Abortions rates have declined in almost every state since 2010, with only two states seeing significant increases since then, according to a survey by the Associated Press.

The biggest declines took in Hawaii – a 30 percent decrease – and New Mexico, Rhode Island, Nevada, and Connecticut, all with over a 20 percent drop.

The declines occurred in both states that recently passed pro-life laws restricting abortion and in states that did not, the AP noted. This is evidence of a "comprehensive trend," said Chuck Donovan, president of the Charlotte Lozier Institute, the research arm of the pro-life Susan B. Anthony List.

Although many factors – including increased practice of abstinence, a change in the use of contraceptives, and more state pro-life laws – are probably behind the shift in numbers, the "bottom explanation is a shift in public opinion," Donovan told CNA.

"More children are being born and probably raised in families with a pro-life disposition," he said.

Other pro-life groups shared this assessment. Students for Life of America told CNA that college students increasingly think an unborn baby should receive "human rights" during the first trimester of pregnancy, if not at conception.

This conclusion was drawn from the group's "Human Rights Tour," which asked students on 27 different college campuses when an unborn baby should have human rights, placing pictures before them of different stages of human development.

Advances in technology like the ultrasound machine shows that life is present even in the womb, Hawkins noted, and the youth are taking notice.

"College students – the first generation that has been able to see in great detail what life in the womb looks like – can easily see that the preborn child is a human being and deserves every right to life as anyone else," Hawkins stated. "Abortion takes away that life and this generation knows it."

The group Secular Pro-Life credited "multiple factors" behind the falling abortion numbers, but emphasized that the "biggest change" of recent years "is the ascendance of pro-life millennials."
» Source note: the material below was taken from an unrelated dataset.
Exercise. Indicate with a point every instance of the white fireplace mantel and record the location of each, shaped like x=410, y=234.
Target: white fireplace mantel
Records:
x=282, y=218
"The abortion industry has historically relied on women in their twenties as its primary customer base. That base is shrinking as more and more young people acknowledge the science of preborn human life," said Kelsey Hazzard, president of Secular Pro-Life and a self-identified member of the millennial generation.

"Increasingly, we view abortion as a human rights violation rather than a religious issue," she said.

The recent decline in abortions is a part of a larger, longer trend going back to 1980, Donovan said, a decline in abortions that "accelerated" in the early 1990s.

And the trend is also reflected in an increasing number of mothers who carry their baby to term in an "unintended" pregnancy, rather than opting for abortion.

The rate of abortions from "unintended pregnancies" dropped significantly from 1994 to 2008 from over 50 percent to around 40 percent, Donovan said citing data from the Guttmacher Institute, a pro-choice research group.

He believes that this trend continued past 2008 if the "overall trend lines" are read correctly, that abortions in almost all states dropped from 2008 to 2011.

"Women are changing their minds about keeping their babies," he said.